The CMDT is basically a data type that stores the configuration parameters for the integration. For this project, those parameters are sitekey, apiEndpoint, apiKey, strict, timeout, startMode, theme, and language. The code for it is split across the customMetadata, layouts, and objects directories. In short, objects contains the definition of the CMDT (named Config__mdt), customMetadata contains a record of that object with some default values, and layouts defines a page for managing instances of the CMDT within the Salesforce Setup UI.

Development Workflow

Salesforce development doesn't really happen locally; everything happens within Salesforce orgs. You make changes to your code and then deploy it to an ephemeral "Scratch" org, where you can interact with it or run tests. To create scratch orgs, you have to first log into a Dev Hub org.

CLI Authentication

You log into the Dev Hub org via

sf org login web --set-default-dev-hub

This will open a web browser where you log in with your Salesforce Dev Hub credentials. Upon successful authentication, you'll see a success message, and your command line session should be authenticated.

If you're in the Docker container, you probably will want to use

sf org login device --set-default-dev-hub

If everything is successful, you'll see your org in the output when you run sf org list.

Create a scratch org and deploy the code

Use the following command to create a scratch org to develop against.

sf org create scratch --alias MyScratch --definition-file config/project-scratch-def.json

When it's done, you'll see it in the output of sf org list. You can then deploy your code to the scratch org:

sf project deploy start --target-org MyScratch

You'll see a bunch of resources get created in the output. Now your code is the org, and you can open the org and start exploring and testing.

sf org open --target-org MyScratch

If in Docker,

sf org open --target-org MyScratch --url-only

Then copy and paste the URL into your browser.

Running the tests

This command runs the Apex tests synchronously and outputs the results upon completion:

sf apex run test --target-org MyScratch --synchronous

You can add the --code-coverage flag (optionally with --detailed-coverage) to generate a basic code coverage report.

Deleting a scratch org

sf org delete scratch --target-org MyScratch

Typical development tasks

If you want to change the site verification behavior, you'll make changes to the Apex classes. To change the behavior of the widget, you can update the LWC.

Upgrading the SDK version

The SDK ships bundled as a Static Resource (in force-app/main/default/staticresources). To update it, copy the desired version of site.compat.min.js into force-app/main/default/staticresources/FriendlyCaptchaSDK.js.

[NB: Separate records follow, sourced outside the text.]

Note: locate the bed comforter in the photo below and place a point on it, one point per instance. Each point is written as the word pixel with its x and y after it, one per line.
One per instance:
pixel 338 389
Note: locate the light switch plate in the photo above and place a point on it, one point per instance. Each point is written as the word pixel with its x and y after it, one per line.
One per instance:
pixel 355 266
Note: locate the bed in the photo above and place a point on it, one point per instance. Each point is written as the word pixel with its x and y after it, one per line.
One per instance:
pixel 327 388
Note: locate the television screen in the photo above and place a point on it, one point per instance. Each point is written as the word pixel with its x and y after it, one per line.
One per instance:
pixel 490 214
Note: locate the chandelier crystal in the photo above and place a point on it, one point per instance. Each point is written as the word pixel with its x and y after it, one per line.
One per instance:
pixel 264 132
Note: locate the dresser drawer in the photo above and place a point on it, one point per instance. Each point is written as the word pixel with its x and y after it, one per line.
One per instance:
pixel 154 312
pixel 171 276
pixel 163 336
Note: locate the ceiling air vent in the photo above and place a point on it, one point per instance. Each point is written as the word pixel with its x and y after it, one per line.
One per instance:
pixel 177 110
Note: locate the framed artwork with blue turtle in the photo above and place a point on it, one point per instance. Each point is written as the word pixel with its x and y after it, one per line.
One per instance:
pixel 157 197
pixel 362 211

Generating Apex Documentation

Documentation for the Apex classes is generated using @cparra/apexdocs. You can run the following command to generate docs in to the docs/ folder.

rm -rf docs
npm run docs

You can then copy the contents of the folder to friendly-docs:

rm -rf /path/to/friendly-docs/src/pages/integrations/salesforce/reference
cp -R docs /path/to/friendly-docs/src/pages/integrations/salesforce/reference

License

This is free software; you can redistribute it and/or modify it under the terms of the Mozilla Public License Version 2.0.